There is no rule of thumb to know the ideal value beforehand, so instead we will examine how the model performs for various values of C, the cost parameter. Rather than repeating the training and evaluation process repeatedly, we can use the sapply() function to apply a custom function to a vector of potential cost values. We begin by using the seq() function to generate this vector as a sequence counting from five to 40 by five.

cost_values <- c(1, seq(from = 5, to = 40, by = 5))

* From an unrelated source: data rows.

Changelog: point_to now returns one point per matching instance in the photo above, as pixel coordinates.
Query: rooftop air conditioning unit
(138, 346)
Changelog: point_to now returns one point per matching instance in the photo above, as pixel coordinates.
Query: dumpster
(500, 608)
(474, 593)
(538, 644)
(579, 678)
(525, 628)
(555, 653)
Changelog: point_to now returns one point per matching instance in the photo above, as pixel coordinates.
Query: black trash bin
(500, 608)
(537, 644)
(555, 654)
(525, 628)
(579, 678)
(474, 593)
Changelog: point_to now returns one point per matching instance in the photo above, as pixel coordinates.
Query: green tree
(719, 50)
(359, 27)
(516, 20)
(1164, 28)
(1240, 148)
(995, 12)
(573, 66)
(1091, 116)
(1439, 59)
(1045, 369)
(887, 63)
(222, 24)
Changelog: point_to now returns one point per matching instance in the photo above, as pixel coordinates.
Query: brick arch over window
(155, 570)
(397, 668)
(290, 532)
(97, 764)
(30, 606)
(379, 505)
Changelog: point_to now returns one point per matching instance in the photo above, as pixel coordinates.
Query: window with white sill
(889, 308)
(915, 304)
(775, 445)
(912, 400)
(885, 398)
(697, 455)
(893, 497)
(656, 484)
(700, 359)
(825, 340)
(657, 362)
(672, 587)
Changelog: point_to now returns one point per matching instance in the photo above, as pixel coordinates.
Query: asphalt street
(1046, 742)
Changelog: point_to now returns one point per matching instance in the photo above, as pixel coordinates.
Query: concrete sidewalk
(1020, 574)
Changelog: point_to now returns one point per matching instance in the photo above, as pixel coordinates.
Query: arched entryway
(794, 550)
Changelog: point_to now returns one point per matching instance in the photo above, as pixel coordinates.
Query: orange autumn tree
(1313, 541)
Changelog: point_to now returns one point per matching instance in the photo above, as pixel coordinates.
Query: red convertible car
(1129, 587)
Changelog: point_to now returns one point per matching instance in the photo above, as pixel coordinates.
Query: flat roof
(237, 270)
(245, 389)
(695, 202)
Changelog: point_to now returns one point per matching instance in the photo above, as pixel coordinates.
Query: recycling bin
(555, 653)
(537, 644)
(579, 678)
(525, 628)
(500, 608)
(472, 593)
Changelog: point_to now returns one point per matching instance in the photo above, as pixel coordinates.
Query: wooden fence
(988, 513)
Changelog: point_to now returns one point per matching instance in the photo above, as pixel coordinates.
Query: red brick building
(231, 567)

accuracy_values <- sapply(cost_values, function(x) {
    set.seed(12345)
    m <- ksvm(letter ~ ., data = letterhead_train, kernel = "rbfdot", C=x )

    pred <- predict(m, letterhead_test)

    agree <- ifelse(pred == letterhead_test$letter, 1, 0)

    accuracy <- sum(agree) / nrow(letterhead_test)
    return (accuracy)})
plot(cost_values, accuracy_values, type="b")

As depicted in the visualization, with an accuracy of 93 percent, the default SVM cost parameter of C = 1 resulted in by far the least accurate model among the nine models evaluated. Instead, setting C to a value of 10 or higher results in an accuracy of around 97 percent, which is quite an improvement in performance! Perhaps this is close enough to perfect for the model to be deployed in a real-world environment, though it may still be worth experimenting further with various kernels to see if it is possible to get even closer to 100 percent accuracy. Each additional improvement in accuracy will result in fewer mistakes for the OCR software and a better overall experience for the end user.